George H.W. Bush became friendly with the man who beat him in 1992 when they worked together to raise funds for tsunami relief.  But the elder Mr. Bush made it clear that neither Bill nor Hillary had ever discussed such a diplomatic mission with him, and he wouldn't have been interested if they had, because he strongly supports his son's foreign policy.

The episode reminds us that Bill Clinton's relationship with the truth remains problematic. 

The theme — that President Bush's policies, particularly with regard to the war in Iraq, have cost us the respect and support of our traditional allies — is an article of faith among Democrats.  But it is untrue, as Lee Myung-bak could attest.

Last week Mr. Lee, a conservative former mayor of Seoul, was elected president of South Korea in what was by far the biggest landslide in the relatively brief history of democratic elections in that country.

Mr. Lee's victory eases a headache for policymakers in Washington.  The very left wing government of outgoing President Noh Moo-hyun [who insists on spelling his name "Roh" to avoid how it's actually pronounced] frequently undermined Bush administration efforts to get North Korea to give up its nuclear weapons program. 

Mr. Lee's views about how to deal with Kim Jong Il's dictatorship are much more in sync with those of President Bush.  "I assure you there will be a change from the past government's practice of avoiding criticism of North Korea and unilaterally flattering it," Mr. Lee said at his first news conference after his landslide win.

Mr. Lee's election strengthens the relationship of the United States in general and this administration in particular with a key U.S. ally.

Liberals dislike President Bush's foreign policy, so they assume foreign leaders do too.  This assumption has little relationship to fact.

Since the war in Iraq began, Bush friendly governments have been ousted at the polls in Spain, Italy, and Australia.  But governments friendlier to the United States have been elected in France, Germany, Canada, and now South Korea.  Britain and Japan have changed prime ministers, but remain firm friends.
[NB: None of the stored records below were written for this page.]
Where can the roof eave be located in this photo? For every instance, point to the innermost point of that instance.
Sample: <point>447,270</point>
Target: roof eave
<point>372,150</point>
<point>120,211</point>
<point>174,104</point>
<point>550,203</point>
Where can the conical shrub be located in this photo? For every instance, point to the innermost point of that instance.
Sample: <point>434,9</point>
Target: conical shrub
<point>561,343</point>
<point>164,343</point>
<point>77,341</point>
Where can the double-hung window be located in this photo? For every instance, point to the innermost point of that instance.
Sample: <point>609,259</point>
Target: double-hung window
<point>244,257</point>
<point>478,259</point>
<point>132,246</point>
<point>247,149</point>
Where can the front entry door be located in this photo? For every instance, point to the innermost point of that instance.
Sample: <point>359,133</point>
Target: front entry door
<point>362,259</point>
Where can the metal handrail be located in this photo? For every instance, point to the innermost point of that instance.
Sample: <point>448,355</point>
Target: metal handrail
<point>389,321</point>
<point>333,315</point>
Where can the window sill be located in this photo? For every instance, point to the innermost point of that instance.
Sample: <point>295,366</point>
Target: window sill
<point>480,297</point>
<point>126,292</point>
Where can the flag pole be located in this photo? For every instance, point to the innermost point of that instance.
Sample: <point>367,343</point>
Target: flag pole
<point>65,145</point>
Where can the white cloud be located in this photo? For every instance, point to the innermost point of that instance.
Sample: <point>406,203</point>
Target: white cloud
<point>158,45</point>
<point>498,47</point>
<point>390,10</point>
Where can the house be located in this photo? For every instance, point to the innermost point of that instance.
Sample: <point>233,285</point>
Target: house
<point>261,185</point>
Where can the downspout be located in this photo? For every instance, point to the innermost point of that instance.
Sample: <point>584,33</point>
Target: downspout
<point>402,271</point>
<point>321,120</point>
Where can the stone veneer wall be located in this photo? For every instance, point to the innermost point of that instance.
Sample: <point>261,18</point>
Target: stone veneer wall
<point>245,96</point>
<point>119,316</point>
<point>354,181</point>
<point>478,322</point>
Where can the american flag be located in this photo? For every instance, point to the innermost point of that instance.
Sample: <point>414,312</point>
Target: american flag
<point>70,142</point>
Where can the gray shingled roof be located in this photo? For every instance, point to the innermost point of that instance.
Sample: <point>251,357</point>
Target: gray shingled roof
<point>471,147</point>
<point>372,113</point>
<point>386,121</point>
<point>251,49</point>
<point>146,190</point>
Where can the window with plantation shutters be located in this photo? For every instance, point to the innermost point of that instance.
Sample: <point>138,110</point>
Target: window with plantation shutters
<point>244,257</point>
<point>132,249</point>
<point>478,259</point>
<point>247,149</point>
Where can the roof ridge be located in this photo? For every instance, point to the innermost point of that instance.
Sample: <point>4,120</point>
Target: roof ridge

Germany ranks 7th, France 9th, South Korea 13th, and Canada 14th in gross domestic product, according to the CIA World Factbook. They objectively are more important countries than Italy (10th), Spain (16th), and Australia (19th).  So closer relationships with Germany, France, South Korea and Canada more than cancel out more distant relationships with Italy, Spain and Australia.

There is also the distance traveled.  During the Bush administration, former critics have come much closer towards us than friends have slipped away.  France under Jacques Chirac, Germany under Gerhard Schroeder, and Canada under Jean Chretien had explicitly anti-American policies.  New French President Nicolas Sarkozy and Canadian Prime Minister Stephen Harper are unapologetic U.S. allies, German Chancellor Angela Merkel more cautiously so. 

Though Italy in 2006 and Australia last month exchanged conservative governments for more liberal ones, their relations with and policy toward the United States have changed little.  Only in Spain has there been a dramatic shift from a pro-American leader to an anti-American one.

And, we ought to note, in March of 2003, the government of Iraq was more hostile to us than any other government in the world.  The current government in Iraq is much more friendly.

Public opinion of the United States in the Moslem world remains low, according the annual surveys conducted by the Pew Global Attitudes Project, but, on balance, has improved a bit since before the invasion of Iraq. 

The percentage of those who view the United States favorably has plunged from 30 percent to 9 per cent in Turkey between 2002 and 2007, and from 25 percent to 20 percent in Jordan.  But those viewing the U.S. favorably has risen to 15 percent from 10 percent in Pakistan, from 6 percent to 21 percent in Egypt, and from 35 percent to 47 percent in Lebanon.

The dramatic change in the Moslem world since the invasion of Iraq has been the plunge in support for suicide bombings and for al Qaeda, Pew said.  Evidently, the most important part of Mr. Bush's foreign policy is succeeding.